This “great mental migration,” as Curtis calls it, began in her 50s, after she'd overcome drug addiction, raised her two children and started doing a whole lot of reading. A voice in her head kept asking, If not now, when? If not me, who? She realized that time was no longer on her side, and that it would be a tragedy to come to that final moment — “No one gets out of life alive,” she half jokes — without having put her ideas into action.
"Get out the tape measure,” she counsels. “Look at what age your parents died, look at what age you are. It's not long. Laugh about it a little. And then shut up and do something! So that's where I'm at in my life right now."
On a wall in Curtis’ kitchen hangs a 4-foot-tall poster that reads “Note to Self: Be Kind, Be Kind; Be Kind.” It is one of many messages that Curtis has culled during her recent years of autodidacticism — reading, studying, observing at what she calls “my own Jamie university.” Many of these sayings influence her daily.

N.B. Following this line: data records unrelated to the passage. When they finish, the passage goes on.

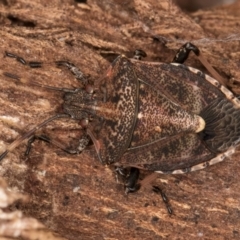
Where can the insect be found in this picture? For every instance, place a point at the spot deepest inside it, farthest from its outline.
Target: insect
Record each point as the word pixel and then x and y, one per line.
pixel 166 118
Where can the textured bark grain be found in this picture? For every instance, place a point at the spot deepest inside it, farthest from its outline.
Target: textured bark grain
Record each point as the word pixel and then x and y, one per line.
pixel 75 195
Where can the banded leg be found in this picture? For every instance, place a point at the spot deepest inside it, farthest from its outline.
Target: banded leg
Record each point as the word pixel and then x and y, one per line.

Curtis was the second daughter of Hollywood legends Tony Curtis and Janet Leigh. Her parents divorced when she was 3, and she was raised by Leigh and her fourth husband, Robert Brandt, a stockbroker. Growing up, Curtis’ biological father was not around much, she says, and their relationship was tumultuous. While Leigh and Brandt offered a steadying influence, Curtis describes them as strict and rigid.
"There is nothing harder than being a child,” Curtis says with a sigh, “and I am a product of a lot of divorces. Janet married four times, Bob four, and Tony six. It is what it is, but I think, as a result, I have always had a feeling for vulnerable children.” Which would explain why, for years and years, Curtis has supported children's charities — and why in 1993 she began authoring children's books. She now has written a dozen of them. And why in 2003 she had no problem playing a 15-year-old girl in an adult woman's body in the film Freaky Friday, for which she was nominated for a Golden Globe award.
So about 10 years ago, when Curtis stumbled upon E.L. Doctorow's quote about unexamined ideas, it came as a stunning revelation. “I realized it's about calcification,” she says. “It's about creating conformity so you don't rebel. That was me. I was a very good girl."
Since reading Doctorow's words, Curtis has been recalibrating the parts of her life that no longer suit her. “If something's not working and we don't look at it, rip it down and start again, then we're perpetuating the same intimidating force that Doctorow was talking about."
In some ways, though, Jamie Lee Curtis has been reinventing herself for a very long time. In December of 1998, gazing out the kitchen window at a vacation home in Idaho that she owns with her actor/writer/director husband, Christopher Guest, Curtis washed down a handful of Vicodin tablets with a glass of wine. It was a habit that had begun when she was prescribed the painkillers following a cosmetic surgery nearly a decade earlier. While she stood at the window and waited for “that lovely opiate hit,” Curtis recalls, a Brazilian healer friend who was visiting approached her from behind and said in a heavy whisper: “You're not Jamie."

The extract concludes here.